In a scene from the 2012 adaptation of Jack Kerouac’s “On the Road,” actor Kristen Stewart and company are driving though cotton fields, recalls film commissioner Phil Bradstock at the Phoenix Film Office.

“[The production team] was looking at the agriculture in Texas and New Mexico, which were having bad cotton seasons, and it turns out Arizona wasn’t hit by whatever was going on in the agricultural world,” he says.

Yet it’s Arizona’s own independent filmmakers who give the state the star treatment year round.

Take “Durant’s Never Closes,” a biopic currently in production about Jack Durant, founder of the titular Phoenix steakhouse. The movie stars Tom Sizemore, Pam Grier, Michael Richards, and director Peter Bogdanovich (“The Last Picture Show”).

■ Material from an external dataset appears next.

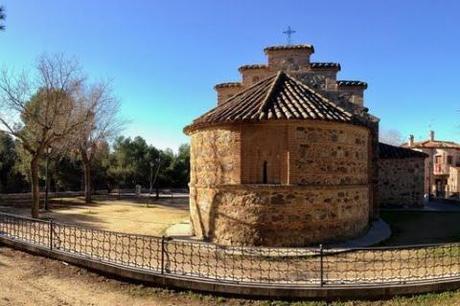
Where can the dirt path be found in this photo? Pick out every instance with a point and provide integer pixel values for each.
(33, 280)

“My interest is telling Arizona stories and this is one of the best of those,” says the film’s director Travis Mills of Running Wild Films. “Durant was a larger-than-life figure who died in 1987, but we keep talking about him and his restaurant, which is still open and will probably be open for a very long time. This story is legendary in Phoenix.”

Mills and co-producer William Long are actually no strangers to the restaurant—they shot scenes in their film “The Men Who Robbed the Bank” inside the restaurant. For this project, exteriors are being shot at the restaurant, while nearly all of the filming is being done on sets built inside the MonOrchid art gallery in downtown Phoenix.

Most at home showcasing “under-seen” locations in downtown Phoenix, Mills admits he also loves “exploring the diversity of the entire state in [his] films.”

Also capitalizing on the bounty of Arizona’s cinematographic opportunities is indie filmmaker Archer Wave Productions, which is currently in production on “The Walkers.” The dark thriller centers on a wake of murders that occur near the Navajo Reservation, drawing on tribal legends of skin-
walkers: those who can turn into animals at will.

“We had an interview in Joshua Tree with a Navajo shaman who told us a lot and we captured it all on video,” says producer Matthew Mason. “We also set up an interview with a woman at the Heard Museum, but on the day we showed up to shoot, she freaked out and we were escorted off the property by security and staff.”

Which, many will tell you, neatly sums up the life of the independent filmmaker.